Outages Affecting Shared File Services
Types of outages that could affect Shared File Services (SFS)
This article applies to: Shared File Services
There are many types of events that could cause outages at the primary site (Rhodes Hall). Some of these outages are short term, some long term, some planned, some unplanned, some resulting in data loss (at the primary site), and some only resulting in temporary inaccessibility to the primary site. Each of these outage categories are covered below, but it should be noted that not all outage event types can be anticipated, so some discretion may be used in deciding what to do for any particular event, based on the circumstances of that event.
Almost all network and SFS routine maintenance, including code updates, can be performed without taking the primary site down for more than a few minutes. For this type of outage, no promotion would be done. Notification of any such brief planned outages would be done well in advance of the scheduled maintenance activity.

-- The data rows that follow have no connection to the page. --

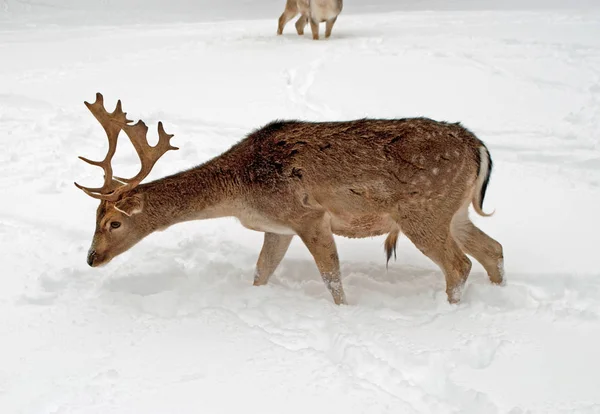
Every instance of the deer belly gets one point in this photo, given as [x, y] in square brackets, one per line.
[256, 221]
[368, 225]
[323, 10]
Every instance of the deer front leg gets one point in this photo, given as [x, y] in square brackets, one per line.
[319, 240]
[329, 26]
[314, 27]
[273, 250]
[301, 24]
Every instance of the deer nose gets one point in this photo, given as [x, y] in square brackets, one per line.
[91, 257]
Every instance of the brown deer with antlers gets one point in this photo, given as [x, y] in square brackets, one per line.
[358, 178]
[313, 11]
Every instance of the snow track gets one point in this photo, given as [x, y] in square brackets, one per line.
[174, 325]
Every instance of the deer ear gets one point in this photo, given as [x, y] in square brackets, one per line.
[130, 205]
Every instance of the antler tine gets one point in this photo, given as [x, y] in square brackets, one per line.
[112, 123]
[148, 155]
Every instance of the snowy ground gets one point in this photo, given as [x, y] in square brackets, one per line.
[174, 325]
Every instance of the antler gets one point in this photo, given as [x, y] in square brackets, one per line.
[113, 123]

Lengthy planned outages are very rare. However, in the event that we do have a lengthy planned outage in the future (i.e., more than 4 hours), a proactive "synchronized promotion" may/will be performed. Because this would be a planned promotion, it could be performed with zero data loss (an RPO of zero). Both the initial promotion and the later resynchronization and reversion to the Rhodes copy would be scheduled and announced in advance. The promotion and reversion would each involve a brief interruption in service. During such lengthy planned outages, non-replicated shares would be unavailable.
Short Term, No Data Loss
Because promoting a replicated share to primary status can result in the loss of recently made changes to that share (i.e., an RPO > 0), we will not promote a replicated share in this event. Rather, to preserve all updates, we will wait until the outage is resolved, restoring accessibility to the primary share's copy in Rhodes as soon as possible.
Long Term, No Data Loss
If it is clear that the primary copy in Rhodes Hall will be inaccessible for a lengthy time (greater than 8 hours), but that no data has been lost, then CIT will promote all replicated shares in CCC to primary status. This will result in the loss of up to the last 4 hours of updates made to those shares. When the event is resolved, shares will be resynchronized and reverted back to the Rhodes Hall copy at a scheduled off-peak time. This reversion will not result in any additional data loss, but will involve a short interruption of service.

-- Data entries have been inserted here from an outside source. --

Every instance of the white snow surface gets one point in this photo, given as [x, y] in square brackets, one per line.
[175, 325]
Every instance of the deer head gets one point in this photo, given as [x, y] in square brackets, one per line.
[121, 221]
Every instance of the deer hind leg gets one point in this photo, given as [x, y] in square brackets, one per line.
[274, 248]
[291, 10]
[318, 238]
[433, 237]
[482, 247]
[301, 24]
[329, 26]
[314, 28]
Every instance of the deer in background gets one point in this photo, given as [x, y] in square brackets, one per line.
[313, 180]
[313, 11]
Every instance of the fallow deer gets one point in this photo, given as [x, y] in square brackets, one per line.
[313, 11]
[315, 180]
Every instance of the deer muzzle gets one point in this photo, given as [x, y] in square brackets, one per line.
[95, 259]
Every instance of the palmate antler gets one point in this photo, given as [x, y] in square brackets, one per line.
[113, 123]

Unpredictable Term, No Data Loss
There are some events that could occur where the Rhodes Hall copy may become inaccessible, but for an unpredictable amount of time. This can happen when the root cause of an outage cannot be easily ascertained, and thus it is not possible to predict when the outage will be resolved. These events will be handled on a case-by-case basis, using our best information available at the time. The reason for not immediately promoting the secondary CCC copy to primary status is that this will result in the loss of up to the last 4 hours of changes. If there is significant uncertainty about how long the outage will be after 8 hours, then we would promote the secondary CCC copies to primary status at that time.
Any Term, Data Loss
If there is an event in Rhodes Hall that results in the destruction of data (e.g., a fire), then the replicated CCC copy would be promoted to primary status as soon as possible. This will result in the loss of up to the last 4 hours of updates made. In this event, time it takes to promote the secondary CCC copy to primary status (aka the RTO or Recovery Time Objective) will be dependent on the availability of SFS administrators. During normal business hours, the expectation is that such a promotion would happen within 1 hour. During non-business hours, the goal would be to have the promotion completed within 4 hours. The actual act of doing the promotion is fairly quick, but during off-hours, it may take time for an administrator to be contacted and become able to perform the promotion.
In such an event (e.g. a fire) Data which is NOT replicated will require restoration from the Offsite Disaster Recovery Copy. This will result in the loss of up to the last 24 hours of updates made, as the Offsite Disaster Recovery Copy is refreshed once per day. In this event, time for restoration (aka the RTO or Recovery Time Objective) will be measured in days to weeks.